When Houphouët-Boigny died in 1993, Henri Konan Bédié took power “with the help of a few officers of the gendarmerie belonging to his tribe,” an unprecedented act that positioned the same group to help place Laurent Gbagbo in power in 2000.

However, years later in Tunisia under the rule of President Zine El Abidine Ben Ali, the same dynamic appears to have produced a contrary result. During the 2011 Arab Spring rebellion, the nation’s 40,000-strong uniformed Armed Forces was disconnected from the Ben Ali regime, which instead favored the national police force and the presidential and national guards. When civilian protesters took to the streets, Soldiers and their commanders refused to stand between protesters and Ben Ali. He fled the country, and a long, complicated and fragile move toward democracy commenced.

LACK OF MISSION, OPERATIONAL CAPACITY

Professional militaries are educated, well trained, sufficiently equipped, and have clear guidance about their mission and purpose. Mission readiness depends largely on healthy command-and-control structures and civil-military relations.

As examples, Ouédraogo points to the swift collapse of Mali’s security forces when attacked by Islamist extremists in 2012 and the ease with which Seleka rebel forces took the capital, Bangui, in the Central African Republic a year later. Potential explanations for such failures are command chain gaps that lead to lack of discipline, lack of procurement oversight, low morale and “a misaligned or obsolete mission.”

Command chain gaps can lead to rank-and-file recruits indulging in crimes that go unpunished, leaving the impression that Soldiers are above the law, Ouédraogo wrote. For example, in Gbagbo’s Côte d’Ivoire in 2000, servicemen loyal to Gbagbo killed civilians who contested his election. They were not held accountable.

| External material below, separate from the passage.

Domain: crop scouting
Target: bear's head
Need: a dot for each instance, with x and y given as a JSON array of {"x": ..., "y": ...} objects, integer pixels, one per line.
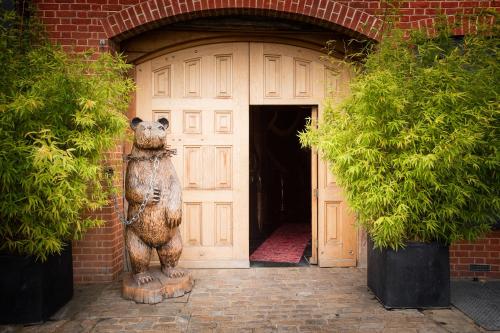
[{"x": 150, "y": 134}]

African militaries also have been known for being top-heavy in their leadership. Ouédraogo points out that before 2012, Mali’s army had one general for every 400 Soldiers, whereas a typical NATO infantry brigade consists of approximately 3,200 to 5,500 troops and is commonly commanded by just one brigadier general or senior colonel. This “officer inflation” can strain budgets and frustrate those who perceive a lack of merit in promotion, leading to a lack of discipline and low morale.

Seleka rebels seized the Central African Republic capital of Bangui in 2013. Such internal conflicts are indicative of the most common types faced by African militaries. AFP/GETTY IMAGES

Militaries typically are formed to protect against foreign threats, yet that is not the profile of most African conflicts. African militaries are more likely to face internal threats, such as the extremist insurgencies in Mali, northern Mozambique, northern Nigeria and Somalia, for example.

“The West has this model of a disciplined, neutral army that stands on the sidelines, independent of domestic politics,” Jakkie Cilliers, founder and board member of the Institute for Security Studies, told Foreign Policy. “But the African model is of a military that is used internally and is part and parcel of domestic politics and resource allocation.”

These domestic insurgencies draw attention to the disconnect between a military’s mandate and the most prevalent threats, Ouédraogo wrote.

“African security forces, therefore, must become demonstrably more competent and professional in order to prevail,” he wrote. “Until African leaders identify a clear mission for their security institutions and incorporate this into their strategic planning processes, they will be unable to resource and train their troops for the real security challenges they face.”